(Photo: Delwyn Verasamy/M&G)
Female candidates will get a bonus five points more than their male counterparts when the ANC begins its process of selecting candidates for mayoral positions this week — purely on the basis of their gender.
In a document seen by the Mail & Guardian, the ANC has set out a range of criteria to measure the competency of their municipal and metro candidates.
The M&G understands that the ANC committee tasked with interviewing mayors met on Thursday to discuss and adopt the strategy the party will use in the process.
The final list of mayors is expected to be revealed after the party’s national executive committee meets on 13 November. The names of candidates for metros and municipalities will be announced on 15 November, a member of the committee told the M&G.
In its document, the ANC lists nine competency areas on which each candidate will be judged, with scores ranging from five to 20 marks.
The ANC candidates will judged on:
- Qualifications — five marks.
- Political and leadership experience — 20 marks.
- Executive management, policy and governance experience — 15 marks.
- Basic services and revenue generation. Management of public or development programmes. Community experience and social facilitation, social capital local economic development and business — 10 marks.
- Public profile and experience in working with media as well as stakeholder relations — five marks.
- Financial management, budgeting and interpretation of finances — five marks
- Core values and ethical conduct — five marks.
- Gender — A man scores five and a woman 10.
- Youth empowerment — five marks.
Candidates for the posts will have to have a tertiary level qualification or equivalent, and at least five years of local government experience.
Those applying for the position of metro mayors must have leadership experience in a public or private sector organisation with more than 100 employees, with exposure to strategic planning, performance management and labour relations. Mayors of smaller municipalities need to have worked in a leadership position in an organisation with at least 50 employees.
Potential mayors must also have a track record of disciplined behaviour, with no evidence of a criminal record or evidence of maladministration.
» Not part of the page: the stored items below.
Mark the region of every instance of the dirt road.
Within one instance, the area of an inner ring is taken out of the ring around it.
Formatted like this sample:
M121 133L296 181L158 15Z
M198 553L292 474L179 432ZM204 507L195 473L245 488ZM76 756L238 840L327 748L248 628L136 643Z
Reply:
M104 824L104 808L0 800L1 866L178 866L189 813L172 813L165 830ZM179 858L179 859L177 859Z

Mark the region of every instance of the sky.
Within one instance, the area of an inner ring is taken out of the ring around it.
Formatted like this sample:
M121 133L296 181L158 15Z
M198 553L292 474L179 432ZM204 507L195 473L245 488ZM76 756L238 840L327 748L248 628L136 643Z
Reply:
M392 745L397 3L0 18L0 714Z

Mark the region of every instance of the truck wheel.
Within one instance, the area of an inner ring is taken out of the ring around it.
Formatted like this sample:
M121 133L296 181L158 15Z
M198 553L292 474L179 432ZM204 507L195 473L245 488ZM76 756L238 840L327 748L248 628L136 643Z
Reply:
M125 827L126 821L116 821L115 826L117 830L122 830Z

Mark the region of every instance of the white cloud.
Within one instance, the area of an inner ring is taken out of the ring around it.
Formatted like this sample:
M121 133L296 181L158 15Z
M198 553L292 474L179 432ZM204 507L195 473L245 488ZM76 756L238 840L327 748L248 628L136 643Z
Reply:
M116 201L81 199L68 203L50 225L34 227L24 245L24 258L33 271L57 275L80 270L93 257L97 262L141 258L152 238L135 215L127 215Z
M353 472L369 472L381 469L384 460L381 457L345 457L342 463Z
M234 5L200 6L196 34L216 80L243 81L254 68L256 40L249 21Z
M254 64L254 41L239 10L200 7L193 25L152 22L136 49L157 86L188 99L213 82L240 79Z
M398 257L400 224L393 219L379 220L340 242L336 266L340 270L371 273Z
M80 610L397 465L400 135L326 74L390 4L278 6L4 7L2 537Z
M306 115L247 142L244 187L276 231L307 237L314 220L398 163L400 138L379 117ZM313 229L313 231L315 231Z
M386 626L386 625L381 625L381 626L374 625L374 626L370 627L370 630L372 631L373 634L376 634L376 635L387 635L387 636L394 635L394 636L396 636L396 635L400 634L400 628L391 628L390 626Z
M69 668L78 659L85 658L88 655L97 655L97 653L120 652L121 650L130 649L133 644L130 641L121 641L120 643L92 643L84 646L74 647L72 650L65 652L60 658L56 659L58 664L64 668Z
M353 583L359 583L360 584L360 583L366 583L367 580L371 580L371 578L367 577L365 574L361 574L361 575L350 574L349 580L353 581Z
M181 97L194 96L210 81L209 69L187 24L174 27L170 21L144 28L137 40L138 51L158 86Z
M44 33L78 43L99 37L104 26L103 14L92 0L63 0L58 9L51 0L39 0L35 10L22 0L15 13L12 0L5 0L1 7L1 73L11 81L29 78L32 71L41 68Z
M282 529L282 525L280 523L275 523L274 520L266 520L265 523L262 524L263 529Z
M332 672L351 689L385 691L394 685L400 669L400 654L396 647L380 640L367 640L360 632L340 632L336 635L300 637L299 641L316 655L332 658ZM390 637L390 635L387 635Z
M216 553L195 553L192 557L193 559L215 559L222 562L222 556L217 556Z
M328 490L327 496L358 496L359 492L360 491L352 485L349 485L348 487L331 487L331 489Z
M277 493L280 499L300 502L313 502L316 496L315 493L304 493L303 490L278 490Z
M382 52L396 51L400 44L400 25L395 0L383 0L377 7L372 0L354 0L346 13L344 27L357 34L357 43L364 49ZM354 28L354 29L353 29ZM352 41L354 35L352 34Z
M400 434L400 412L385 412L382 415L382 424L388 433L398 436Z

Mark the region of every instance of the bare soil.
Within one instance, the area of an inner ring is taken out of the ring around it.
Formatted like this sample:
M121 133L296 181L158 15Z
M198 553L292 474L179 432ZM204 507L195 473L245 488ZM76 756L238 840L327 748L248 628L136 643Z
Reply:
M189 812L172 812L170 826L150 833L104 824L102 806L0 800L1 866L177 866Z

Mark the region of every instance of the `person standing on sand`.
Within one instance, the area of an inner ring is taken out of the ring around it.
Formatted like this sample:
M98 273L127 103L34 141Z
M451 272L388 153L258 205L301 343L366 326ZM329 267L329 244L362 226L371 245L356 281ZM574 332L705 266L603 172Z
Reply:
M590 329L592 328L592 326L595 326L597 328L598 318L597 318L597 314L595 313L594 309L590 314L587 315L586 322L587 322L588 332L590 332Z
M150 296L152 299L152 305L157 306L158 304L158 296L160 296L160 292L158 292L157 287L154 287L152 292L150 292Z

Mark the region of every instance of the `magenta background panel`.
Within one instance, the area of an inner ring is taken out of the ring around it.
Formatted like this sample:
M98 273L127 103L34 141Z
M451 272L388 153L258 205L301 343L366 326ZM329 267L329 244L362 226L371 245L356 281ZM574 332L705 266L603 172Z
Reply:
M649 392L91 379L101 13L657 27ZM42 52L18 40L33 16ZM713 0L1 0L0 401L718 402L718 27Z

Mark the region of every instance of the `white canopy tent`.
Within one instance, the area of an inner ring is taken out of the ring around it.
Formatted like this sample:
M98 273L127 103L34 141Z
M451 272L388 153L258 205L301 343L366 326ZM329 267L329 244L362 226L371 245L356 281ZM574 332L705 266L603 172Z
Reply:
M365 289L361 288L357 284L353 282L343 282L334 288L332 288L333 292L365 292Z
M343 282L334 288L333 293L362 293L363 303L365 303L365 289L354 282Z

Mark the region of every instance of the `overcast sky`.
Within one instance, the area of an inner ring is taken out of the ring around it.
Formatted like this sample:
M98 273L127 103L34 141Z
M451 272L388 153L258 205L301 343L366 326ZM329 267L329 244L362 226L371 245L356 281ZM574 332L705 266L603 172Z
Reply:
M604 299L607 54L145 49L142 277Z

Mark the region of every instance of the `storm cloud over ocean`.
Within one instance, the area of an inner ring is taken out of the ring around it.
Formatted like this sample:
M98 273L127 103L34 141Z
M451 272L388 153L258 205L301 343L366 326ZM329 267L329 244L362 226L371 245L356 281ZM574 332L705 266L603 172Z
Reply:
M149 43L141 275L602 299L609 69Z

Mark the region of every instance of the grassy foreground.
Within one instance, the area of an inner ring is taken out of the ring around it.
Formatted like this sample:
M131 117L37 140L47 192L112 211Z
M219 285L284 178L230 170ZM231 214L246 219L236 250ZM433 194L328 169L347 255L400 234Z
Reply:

In metros, members of the mayoral committee are expected to have a diploma, a good knowledge of local government, including the Municipal Structures Amendment Act, be a leader in good standing, and have at least two years’ experience in the public sector. Members of the mayoral committee charged with finance must have exposure to financial regulations, budget process, and have experience in a financial environment.
In municipalities, the mayor is required to have a minimum of a matric certificate with recognition of prior learning.
Other requirements for members of the mayoral committee include good communication skills, and a firm grasp of the key attributes of the economics of local government — the provision of water, electricity, sanitation and refuse as well as attracting investment.
“Some of the larger metro budgets are equivalent or in some instances larger than many JSE-listed companies,” the ANC document states. “Appreciation of the local government system and complexities is therefore paramount. This sphere of government also involves the management and development of sophisticated high-value infrastructure. For the municipality to be sustainable we need a mayor who understands the economic drivers of local government: water, electricity, sanitation, refuse and specific-municipality key drivers and opportunities for economic expansion, comparative and competitive advantage, the optimum local industrial structure by which additional or alternative by which additional or alternative revenue generation can be attained to bring the municipality closer to financial sustainability.”
Other important attributes of the incumbents must be the ability to quickly grasp complex issues, to lead and hold a coherent debate and conversation, and to communicate effectively, the document states. It adds that without these leadership attributes, a lot of issues in council end up being subjected to voting, which may not always lead to the best decisions taken.
The ANC’s national working committee was expected to meet on Sunday 7 November to discuss its poor showing in the local government elections. The party only managed to regain two of the metros it had lost in the last local government elections in 2016 — Mangaung and Buffalo City — leaving it vulnerable to possibly becoming the opposition in the key metros of Nelson Mandela Bay, Johannesburg, Tshwane, eThekwini and Ekurhuleni.
In September, ANC president Cyril Ramaphosa said that, in choosing candidates for this year’s local government elections, the ANC was determined to deepen community participation in the process and assign oversight of the selection process to an electoral committee, led by the elders of the movement.
“We want our candidates to reflect the great diversity of the South African people, reinforcing the reality that the African National Congress, more than any other political formation in our country, represents the interests and the aspirations of the South African nation,” Ramaphosa said.
He said that regions would no longer have any say in the selection of mayors and that the selection process would be rigorous, involving top leadership and provincial executive committees.
Mayors must have the experience, capability and commitment to the job, he said.
Cooperative Governance Minister Nkosazana Dlamini-Zuma and the deputy minister of public enterprises, Phumulo Masualle, will join the top five leaders of the party in interviewing prospective mayoral candidates.
According to the Municipal Structures Act, a person designated by the MEC for local government in the province, must call the first meeting of the council of that municipality within 14 days after the council has been declared elected.